We will know when to backtrack when we reach a Sudoku grid that has a cell that can’t be filled with any value. For example, this could happen if by checking the possible candidates in a cell’s row, we can fill it only with the digit 5 but that digit is already part of its corresponding column or sub-grid. This no-solution situations will arise as empty list candidates. We can easily check for them with:

def is_valid_grid(grid):
    candidates = get_candidates(grid)
    for i in range(9):
        for j in range(9):
            if len(candidates[i][j]) == 0:
                return False
    return True

Making a guess

Whenever we reach a point where we can’t further fill the Sudoku grid by filling single candidates, we will fill a case by guessing which one of its candidates is the correct one. In order to increase the chances of guessing correctly, the guess will be taken from a case that has the least number of possible candidates. Then we will try to find a solution for the grid with the “guessed” value.

def make_guess(grid):
    grid = grid.copy()
    candidates = get_candidates(grid)
    # Getting the shortest number of candidates > 1:
    min_len = sorted(list(set(map(
        len, np.array(candidates).reshape(1,81)[0]))))[1]
    for i in range(9):
        for j in range(9):
            if len(candidates[i][j]) == min_len:
                for guess in candidates[i][j]:
                    grid[i][j] = guess
                    solution = solve(grid)
                    if solution is not None:
                        return solution
                    # Discarding incorrect guess
                    grid[i][j] = 0

The recursive step takes place here, when we call the solve function that restarts the process of attempting a solution on a new grid. The failing condition of the solve function will return a None object, at which point the grid will revert back the changes on the grid and continue with the next possible guesses.

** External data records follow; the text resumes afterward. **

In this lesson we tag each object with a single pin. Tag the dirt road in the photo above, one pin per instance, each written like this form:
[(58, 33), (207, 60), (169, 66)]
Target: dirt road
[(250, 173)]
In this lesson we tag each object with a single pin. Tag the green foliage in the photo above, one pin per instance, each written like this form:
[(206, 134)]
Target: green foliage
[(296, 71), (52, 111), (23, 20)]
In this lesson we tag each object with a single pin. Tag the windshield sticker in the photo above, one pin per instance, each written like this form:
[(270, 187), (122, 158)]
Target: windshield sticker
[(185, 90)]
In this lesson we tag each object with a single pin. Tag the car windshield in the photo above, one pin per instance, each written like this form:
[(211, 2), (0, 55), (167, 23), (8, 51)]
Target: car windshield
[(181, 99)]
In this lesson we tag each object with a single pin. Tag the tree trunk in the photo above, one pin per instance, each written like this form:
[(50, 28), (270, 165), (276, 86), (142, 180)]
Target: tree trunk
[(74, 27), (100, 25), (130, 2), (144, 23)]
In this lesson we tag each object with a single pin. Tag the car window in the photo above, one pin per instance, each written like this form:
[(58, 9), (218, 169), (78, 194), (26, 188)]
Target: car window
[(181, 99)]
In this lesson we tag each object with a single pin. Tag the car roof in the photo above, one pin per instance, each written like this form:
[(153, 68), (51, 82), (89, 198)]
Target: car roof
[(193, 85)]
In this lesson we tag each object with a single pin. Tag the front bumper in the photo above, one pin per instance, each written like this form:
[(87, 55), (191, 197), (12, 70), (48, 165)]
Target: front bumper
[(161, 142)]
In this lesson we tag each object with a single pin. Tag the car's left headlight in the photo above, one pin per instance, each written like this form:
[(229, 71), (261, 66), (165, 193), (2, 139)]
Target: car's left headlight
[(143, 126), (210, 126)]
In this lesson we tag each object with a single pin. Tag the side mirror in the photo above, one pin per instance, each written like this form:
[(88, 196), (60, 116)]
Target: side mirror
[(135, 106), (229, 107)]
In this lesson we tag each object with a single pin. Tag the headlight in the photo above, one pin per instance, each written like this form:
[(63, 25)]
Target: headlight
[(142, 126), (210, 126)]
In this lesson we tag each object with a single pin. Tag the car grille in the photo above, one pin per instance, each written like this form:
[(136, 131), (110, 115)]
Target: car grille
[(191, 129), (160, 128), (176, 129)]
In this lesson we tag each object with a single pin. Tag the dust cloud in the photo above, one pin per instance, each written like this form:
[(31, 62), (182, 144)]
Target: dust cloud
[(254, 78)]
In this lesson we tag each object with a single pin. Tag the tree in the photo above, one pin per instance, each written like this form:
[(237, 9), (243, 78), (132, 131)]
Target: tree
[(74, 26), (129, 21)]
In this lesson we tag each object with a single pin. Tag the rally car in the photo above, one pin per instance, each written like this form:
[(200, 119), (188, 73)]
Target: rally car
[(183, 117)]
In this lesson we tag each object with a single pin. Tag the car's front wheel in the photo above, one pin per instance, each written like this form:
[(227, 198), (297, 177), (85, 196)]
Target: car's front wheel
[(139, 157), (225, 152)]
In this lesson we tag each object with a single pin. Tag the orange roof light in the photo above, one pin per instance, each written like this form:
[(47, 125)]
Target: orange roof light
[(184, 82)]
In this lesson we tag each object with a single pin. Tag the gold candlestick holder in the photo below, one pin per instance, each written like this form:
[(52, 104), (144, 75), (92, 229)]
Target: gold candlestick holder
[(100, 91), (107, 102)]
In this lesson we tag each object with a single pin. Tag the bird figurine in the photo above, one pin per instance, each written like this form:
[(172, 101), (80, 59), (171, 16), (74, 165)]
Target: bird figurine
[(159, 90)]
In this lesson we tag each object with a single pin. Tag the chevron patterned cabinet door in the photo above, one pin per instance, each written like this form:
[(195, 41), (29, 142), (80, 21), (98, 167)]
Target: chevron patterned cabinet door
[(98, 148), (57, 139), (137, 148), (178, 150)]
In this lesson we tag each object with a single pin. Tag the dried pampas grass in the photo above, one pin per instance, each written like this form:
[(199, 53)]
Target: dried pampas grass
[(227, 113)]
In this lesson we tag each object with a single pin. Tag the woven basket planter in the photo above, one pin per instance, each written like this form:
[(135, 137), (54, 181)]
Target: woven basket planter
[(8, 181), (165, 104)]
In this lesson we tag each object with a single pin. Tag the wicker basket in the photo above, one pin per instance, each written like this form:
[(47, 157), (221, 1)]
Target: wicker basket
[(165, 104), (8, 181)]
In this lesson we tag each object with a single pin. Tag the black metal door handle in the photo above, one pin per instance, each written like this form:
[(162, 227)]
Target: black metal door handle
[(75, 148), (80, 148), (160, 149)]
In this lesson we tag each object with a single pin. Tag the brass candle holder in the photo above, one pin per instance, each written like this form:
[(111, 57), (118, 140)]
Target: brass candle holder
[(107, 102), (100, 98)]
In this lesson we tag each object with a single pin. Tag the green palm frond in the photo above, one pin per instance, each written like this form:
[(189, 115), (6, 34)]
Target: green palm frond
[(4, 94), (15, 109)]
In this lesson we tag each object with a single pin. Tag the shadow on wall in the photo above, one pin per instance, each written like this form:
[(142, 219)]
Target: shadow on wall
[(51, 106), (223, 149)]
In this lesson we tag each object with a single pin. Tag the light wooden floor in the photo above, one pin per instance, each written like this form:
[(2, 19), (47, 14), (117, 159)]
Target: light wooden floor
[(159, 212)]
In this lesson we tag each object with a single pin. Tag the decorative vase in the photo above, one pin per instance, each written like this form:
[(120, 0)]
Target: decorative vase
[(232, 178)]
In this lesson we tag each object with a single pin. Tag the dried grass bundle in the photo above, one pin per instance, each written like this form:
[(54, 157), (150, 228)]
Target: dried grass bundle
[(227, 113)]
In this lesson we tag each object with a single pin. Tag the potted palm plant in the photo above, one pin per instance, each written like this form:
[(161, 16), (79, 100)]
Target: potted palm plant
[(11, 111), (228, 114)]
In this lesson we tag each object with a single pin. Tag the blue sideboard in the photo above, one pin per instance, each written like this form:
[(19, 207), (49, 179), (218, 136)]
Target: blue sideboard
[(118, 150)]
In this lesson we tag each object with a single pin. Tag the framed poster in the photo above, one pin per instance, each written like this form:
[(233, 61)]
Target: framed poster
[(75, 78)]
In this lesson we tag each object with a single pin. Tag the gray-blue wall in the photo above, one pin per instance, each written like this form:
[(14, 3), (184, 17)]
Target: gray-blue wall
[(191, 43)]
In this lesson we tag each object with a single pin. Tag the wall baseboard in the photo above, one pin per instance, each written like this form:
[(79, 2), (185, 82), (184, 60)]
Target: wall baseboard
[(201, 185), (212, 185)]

Finally, let’s see how the solve function puts it all together.

Recursive solver

The solver follows the steps described at the beginning of this section:

def solve(grid):
    grid = fill_singles(grid)
    if is_solution(grid):
        return grid
    if not is_valid_grid(grid):
        return None
    return make_guess(grid)

The recursive step and the track back takes place inside the make_guess function. We have seen this function will call the solve function again, but on a new grid and revert the changes on failure.

Applying the solve function on our puzzle, we get:

>>> solve(create_grid(puzzle))
array([[1, 4, 3, 9, 8, 6, 2, 5, 7],
       [6, 7, 9, 4, 2, 5, 3, 8, 1],
       [2, 8, 5, 7, 3, 1, 6, 9, 4],
       [9, 6, 2, 3, 5, 4, 1, 7, 8],
       [3, 5, 7, 6, 1, 8, 9, 4, 2],
       [4, 1, 8, 2, 7, 9, 5, 6, 3],
       [8, 2, 1, 5, 6, 7, 4, 3, 9],
       [7, 9, 6, 1, 4, 3, 8, 2, 5],
       [5, 3, 4, 8, 9, 2, 7, 1, 6]])

Which successfully returns a solution to the Sudoku puzzle!

Final analysis and conclusion

The solver implemented in this post, will perform a depth-first search of the viable options to solve the Sudoku puzzle. In the worst case scenario, it will traverse most possible combinations of candidates, discarding some as it fills the grid. This makes it an exponential algorithm. Due to the exponential increase of complexity, this solver will take too long to solve harder Sudoku puzzles. For those puzzles, the candidate combinations should be filtered more efficiently before attempting the recursive step.